History

United States
- Name: Carolita
- Namesake: Original name retained
- Builder: Germaniawerft, Kiel
- Launched: 1923
- Acquired: by purchase, 1 April 1942
- Commissioned: 6 November 1942
- Decommissioned: 28 February 1944
- Fate: Used as a target ship

General characteristics
- Type: Patrol boat
- Displacement: 236 long tons (240 t)
- Length: 133 ft 5 in (40.67 m)
- Beam: 23 ft (7.0 m)
- Draft: 10 ft (3.0 m)
- Speed: 14 knots (26 km/h; 16 mph)
- Armament: 1 × 3 in (76 mm) gun

= USS Carolita =

Patrol vessel of the United States Navy

USS Carolita (PYC-38) was a patrol boat in the United States Navy.

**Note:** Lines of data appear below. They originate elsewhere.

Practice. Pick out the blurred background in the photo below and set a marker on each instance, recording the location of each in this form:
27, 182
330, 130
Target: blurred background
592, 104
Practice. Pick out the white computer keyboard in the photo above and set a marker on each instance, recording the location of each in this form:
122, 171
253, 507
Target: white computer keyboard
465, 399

Carolita was built in 1923 as Ripple by Germaniawerft, Kiel, Germany; purchased by the Navy on 1 April 1942 from Herman G. Buckley, of Chicago, Illinois; and commissioned on 6 November 1942.

== World War II operations ==
Arriving at Boston, Massachusetts, on 16 December 1942, Carolita, operated there until 3 August 1943 when she departed for Key West, Florida, via Norfolk, Virginia, and repairs at Miami, Florida.

== Sound School assignment ==
She served with the Sound School from 8 September 1943, helping to train men in the techniques of anti-submarine warfare.

== Decommissioning ==
Carolita was decommissioned on 28 February 1944 and used as a target.